At the urging of their local oncologist, Lakelynn’s parents, Leslie and Mike, had an RNA sequencing test performed on a portion of the tumor. That result revealed a rare mutation called the NTRK fusion.
This test gave the family one option: a clinical trial at Dana-Farber Cancer Institute being funded by Alex’s Lemonade Stand Foundation (ALSF) and led by Dr. Steven Dubois. The trial was for a drug called larotrectinib, which had shown promise for kids battling cancer that expressed the NTRK fusion.
Within two days of receiving the RNA test results, Lakelynn was in Dr. Dubois’s clinic. The trial worked. Lakelynn’s tumor shrunk.
Lakelynn was not the only patient on the larotrectinib trial. By February 2018, 55 children and adults were enrolled on the larotrectinib trial at trial sites across the country. More than 75% of these patients responded positively and their tumors either shrunk or disappeared.
These landmark results led to the FDA approval of larotrectinib in December 2018. Less than a year later in August 2019, the FDA approved another drug that treats pediatric cancer with the NTRK fusion: entrectinib. This drug was initially studied at four ALSF-funded institutions — Children’s Hospital of Philadelphia (CHOP), Dana-Farber Cancer Institute, University of California San Francisco and Baylor College of Medicine.
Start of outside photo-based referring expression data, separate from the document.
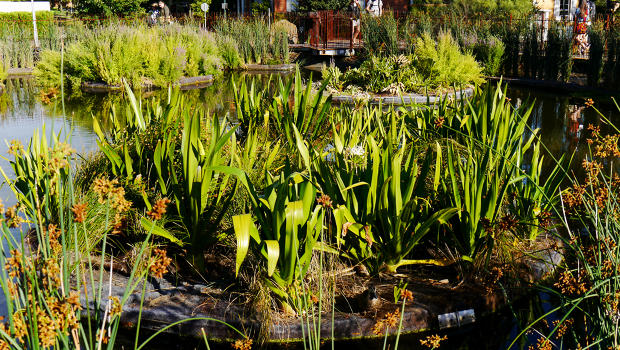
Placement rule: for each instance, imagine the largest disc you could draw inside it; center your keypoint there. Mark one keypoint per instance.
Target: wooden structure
(283, 6)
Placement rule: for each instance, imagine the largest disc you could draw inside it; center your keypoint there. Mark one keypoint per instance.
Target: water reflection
(563, 121)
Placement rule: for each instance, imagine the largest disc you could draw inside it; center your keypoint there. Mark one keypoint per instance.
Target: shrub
(515, 8)
(229, 51)
(158, 55)
(110, 7)
(443, 63)
(612, 66)
(48, 70)
(255, 41)
(491, 53)
(3, 72)
(380, 34)
(558, 53)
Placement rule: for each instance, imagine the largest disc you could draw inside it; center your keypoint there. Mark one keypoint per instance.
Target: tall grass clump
(586, 287)
(531, 57)
(256, 41)
(380, 34)
(143, 56)
(596, 34)
(490, 52)
(443, 63)
(558, 52)
(511, 34)
(612, 64)
(3, 72)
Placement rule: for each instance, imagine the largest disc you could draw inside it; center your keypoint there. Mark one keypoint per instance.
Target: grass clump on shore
(152, 56)
(433, 67)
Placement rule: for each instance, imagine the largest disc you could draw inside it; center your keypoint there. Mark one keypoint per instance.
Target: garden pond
(563, 121)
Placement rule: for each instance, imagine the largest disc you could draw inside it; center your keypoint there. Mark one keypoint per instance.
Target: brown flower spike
(79, 212)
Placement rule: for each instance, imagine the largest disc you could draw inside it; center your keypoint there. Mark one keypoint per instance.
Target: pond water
(563, 121)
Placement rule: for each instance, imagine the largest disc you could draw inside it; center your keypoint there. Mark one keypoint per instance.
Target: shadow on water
(563, 121)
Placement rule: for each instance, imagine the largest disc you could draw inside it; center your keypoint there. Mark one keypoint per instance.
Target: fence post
(34, 27)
In the past ten years, less than 30 new drugs have been approved by the FDA for pediatric oncology applications. ALSF supported the research that led to the approval of at least nine of these new drug therapies.
“All of us have seen patients lose their struggle with cancer. And that’s not okay. The status quo is not acceptable,” said Dr. Dubois.
FDA approvals open the door for more expanded use of approved drugs, but that does not mean research and study of these therapies stops. Lakelynn, now 7 years old, continues on the larotectinib trial with Dr. Dubois. Her tumor remains stable, but not gone.
“Research is not only saving my daughter’s life, but it is giving her a childhood full of school and playgrounds and laughs and smiles. But her story isn't finished yet. Lakelynn's tumor has shrunk, but she still needs a treatment option that can make her cancer-free,” said Leslie.